Батыров, чувствуя холод земли через полушубок, лежал на земле и, глядя на звезды, думал, что такой ночью, когда ты один смотришь в бездонную пропасть космоса, можно запросто поверить в существование бога. Он поднялся на ноги, стряхнув пыль со штанов, подумал, что прожил жизнь атеистом и теперь поздно менять убеждения. И снова поднял голову к небу, ожидая, когда упадет звезда. Фарад забыл загадать еще одно желание: чтобы его друг и телохранитель Юра Родимин скорее добрался сюда. Сейчас он торчит в степи возле джипа, ожидая, когда из Ферганы привезут толкового механика. Оставлять машину нельзя, через сутки от нее и винтика не останется. Все растащат. Но через пару дней Родя появится, и они всю ночь будут резаться в карты. И время пойдет быстрей.
В сенях Фарад скинул полушубок, дошагал до двери и пнул ее ногой. Два охранника устроились за столиком в углу, они только что закончили ужин и набираясь сил для дальнейших подвигов. На тарелке в густой мучной подливке плавали какие-то неаппетитные объедки, в кружках остывал зеленый чай. Фарад вопросительно посмотрел на Тенгиза. Тот помотал головой:
– Дурака накатывает, – сказал он. – Вроде как у него крыша съехала. Плюнул на меня кровью, а потом откусил себе язык.

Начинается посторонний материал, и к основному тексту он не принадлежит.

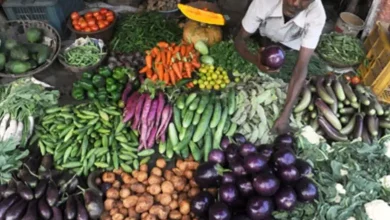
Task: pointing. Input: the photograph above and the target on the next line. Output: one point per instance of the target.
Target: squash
(202, 16)
(194, 31)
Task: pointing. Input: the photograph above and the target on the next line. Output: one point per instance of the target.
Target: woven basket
(16, 30)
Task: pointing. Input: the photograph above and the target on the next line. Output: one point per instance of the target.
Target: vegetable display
(199, 122)
(21, 57)
(103, 85)
(91, 136)
(92, 21)
(140, 32)
(162, 194)
(258, 181)
(342, 111)
(341, 49)
(40, 192)
(171, 63)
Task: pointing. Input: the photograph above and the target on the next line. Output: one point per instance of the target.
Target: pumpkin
(194, 31)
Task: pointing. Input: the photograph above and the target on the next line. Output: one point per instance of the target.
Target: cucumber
(216, 115)
(204, 100)
(194, 104)
(190, 98)
(187, 120)
(204, 122)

Батыров подошел к человеку, привязанному к креслу. Зачерпнул кружку воды из ведра и вылил ему на макушку. Человек вздрогнул, будто к члену поднесли оголенный провод. И застонал, тихо и жалобно. Парня звали Геной Казначеевым, он состоял в охране около года. Особых претензий к Казначею не было, но он единственный человек, кто поддерживал отношения с убитым водилой, в тряпках которого нашли спутниковый телефон. Мало того, что они с покойным закладывали за воротник, когда ходили в русскую баню, а в свободное время вместе копались в гараже, так у них и баба была одна на двоих. Местная потаскушка, крашенная завитая блондиночка, похожая на пуделя. Говорят, настоящая нимфоманка. Почему одна на двоих – непонятно. Деньги что ли они таким странным способом экономили.

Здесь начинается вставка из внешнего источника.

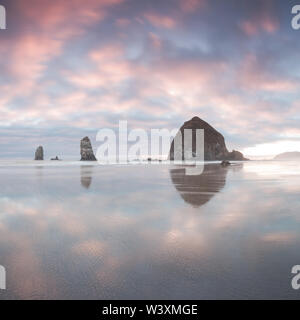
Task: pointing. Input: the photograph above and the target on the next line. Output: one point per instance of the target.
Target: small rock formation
(214, 143)
(86, 150)
(39, 154)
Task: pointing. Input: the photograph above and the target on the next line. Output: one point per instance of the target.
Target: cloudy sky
(70, 67)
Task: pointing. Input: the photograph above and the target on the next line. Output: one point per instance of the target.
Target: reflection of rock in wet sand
(198, 189)
(86, 176)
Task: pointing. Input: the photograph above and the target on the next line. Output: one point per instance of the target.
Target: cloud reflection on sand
(132, 236)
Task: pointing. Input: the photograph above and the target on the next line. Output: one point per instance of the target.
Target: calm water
(149, 231)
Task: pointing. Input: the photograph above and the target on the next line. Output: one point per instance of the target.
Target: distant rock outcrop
(288, 156)
(214, 143)
(86, 150)
(39, 154)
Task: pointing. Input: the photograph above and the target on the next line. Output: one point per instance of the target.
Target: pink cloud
(189, 6)
(160, 21)
(253, 76)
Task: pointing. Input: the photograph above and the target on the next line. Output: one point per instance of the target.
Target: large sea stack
(214, 143)
(39, 154)
(86, 150)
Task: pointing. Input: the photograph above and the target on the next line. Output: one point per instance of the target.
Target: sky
(70, 67)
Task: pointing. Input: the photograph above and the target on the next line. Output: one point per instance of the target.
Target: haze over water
(149, 231)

Фарад дернул Казначея за волосы, приподнял голову так, чтобы свет лампочки попадал в глаза. Зрачки сужены, а радужка сделалась из темно-зеленой какой-то серой, водянистой. Нос сломан, а верхняя губа, как у зайца, рассечена надвое. Нижняя челюсть сломана, поэтому рот, наполненный кровью, полуоткрыт. И зубы торчат через один. Теперь ни один дантист, даже очень хороший, не возьмется исправить ему прикус. Впрочем, деньги на дантиста изводить не придется.
– Ты ничего не хочешь сообщить мне лично? – спросил Батыров. – Ты слышал такую фамилию: Олейник? Должен был слышать. Олейник, ну? Вспоминай. Если скажешь правду, я сам сделаю тебе укол. Станет хорошо. И боль пройдет. И умрешь так, будто уснул. Обещаю –
Фарад на секунду задумался над своими словами и добавил:
– Ну, если бы оказался на твоем месте… Тогда бы и согласился.

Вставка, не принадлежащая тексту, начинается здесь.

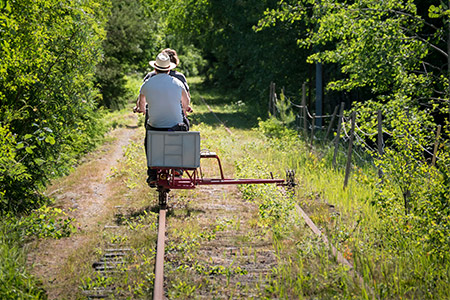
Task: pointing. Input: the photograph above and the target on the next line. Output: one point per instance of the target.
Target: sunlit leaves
(49, 50)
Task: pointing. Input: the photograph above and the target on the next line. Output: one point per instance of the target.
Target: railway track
(158, 290)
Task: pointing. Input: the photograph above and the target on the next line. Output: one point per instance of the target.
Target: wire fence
(348, 133)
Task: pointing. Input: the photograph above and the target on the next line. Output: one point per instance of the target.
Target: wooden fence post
(305, 122)
(436, 144)
(332, 121)
(338, 133)
(312, 129)
(350, 149)
(270, 97)
(380, 139)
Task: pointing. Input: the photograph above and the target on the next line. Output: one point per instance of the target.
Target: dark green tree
(49, 49)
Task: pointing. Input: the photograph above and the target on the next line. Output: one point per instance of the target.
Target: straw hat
(162, 62)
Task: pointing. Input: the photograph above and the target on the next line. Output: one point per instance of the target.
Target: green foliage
(133, 38)
(274, 128)
(17, 282)
(48, 115)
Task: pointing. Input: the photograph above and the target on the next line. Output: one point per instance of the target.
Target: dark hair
(173, 55)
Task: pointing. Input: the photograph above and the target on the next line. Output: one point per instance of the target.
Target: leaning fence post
(305, 123)
(350, 149)
(436, 144)
(270, 98)
(380, 139)
(312, 128)
(332, 121)
(338, 133)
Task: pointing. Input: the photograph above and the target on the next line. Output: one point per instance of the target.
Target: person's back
(163, 94)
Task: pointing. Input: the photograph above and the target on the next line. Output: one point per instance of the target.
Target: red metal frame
(167, 178)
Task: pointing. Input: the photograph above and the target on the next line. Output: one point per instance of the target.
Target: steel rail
(158, 290)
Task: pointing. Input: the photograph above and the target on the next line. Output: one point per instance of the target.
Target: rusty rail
(158, 290)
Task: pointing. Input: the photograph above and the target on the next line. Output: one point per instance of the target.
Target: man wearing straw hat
(167, 101)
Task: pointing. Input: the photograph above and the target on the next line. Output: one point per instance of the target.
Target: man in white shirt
(167, 100)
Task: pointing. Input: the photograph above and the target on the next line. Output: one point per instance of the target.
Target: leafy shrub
(48, 112)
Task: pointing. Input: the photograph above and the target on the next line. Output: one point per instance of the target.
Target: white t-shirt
(163, 95)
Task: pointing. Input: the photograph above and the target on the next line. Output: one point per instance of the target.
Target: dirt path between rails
(83, 195)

Глаза, не мигая смотрели на яркую лампочку. Кажется, Казначей света не видит. И слов, разумеется, не понимает. Лучше с чурбаном разговаривать, чем с этим хмырюгой.
– Дай мне нож, – сказал Фарад.
– Тут только столовый, – Тенгиз слизал подливку с пальцев и вытер руки о штаны. – Он тупой как мамина жопа.
– Сойдет и тупой. Подойди сюда. Теперь голову ему запрокинь назад. И так подержи… Крепче…
Через полчаса Фарад лежал в своей комнате. Он отвернулся к стене и закрыл глаза, но сон не шел. Батыров проворочался еще полчаса, включил настенный светильник и взял с ночного столика книгу «Тайны вселенной», раскрыл на первой попавшейся страницы и начал перечитывать главу, посвященную кольцам Сатурна.
Рыжее солнце поднялось над степью, ночную прохладу сдул южный ветер. Зубов, проснувшись еще до восхода, долго сидел у костра, глядя на огонь и перебирая события прошлой ночи. От так называемого города они отмахали сотню верст с гаком, не так уж много. Если организуют погоню, их запросто могут найти менты или солдаты. И тогда все кончится… Чем все может кончится, понятно без долгих раздумий. Если сядут им на хвост, можно мазать лоб зеленкой. Никто не станет разбираться, кто прав и кто виноват. Не будет ни допросов, ни следствия, ни прокурора, ни адвоката, ни тюрьмы. Только одна братская могила на четверых.
В протоколе, что составят после смерти Зубова и компании, напишут, что обезврежены опасные преступники, совершившие бандитский налет на больницу и тройное убийство мирных граждан. Вся надежда на ветер и песок, который занесет следы протекторов. Кстати, любопытно узнать: в этих краях есть адвокаты или их отменили? Впрочем, местные методы ведения судопроизводства и участие в них адвокатуры не имеют никакого отношения ни к судьбе Зубова, ни его спутников. Подхватив фляжку, карабин и сумку с мобильным телефоном, он поднялся и прошагал около километра. Мог бы никуда не ходить и не делать большого секрета из разговора с Олейником, но почему-то не хотелось оставаться рядом с людьми, не хотелось смотреть в глаза Пановой, на ее лицо, грязные бинты на голове, на кровоподтек на скуле.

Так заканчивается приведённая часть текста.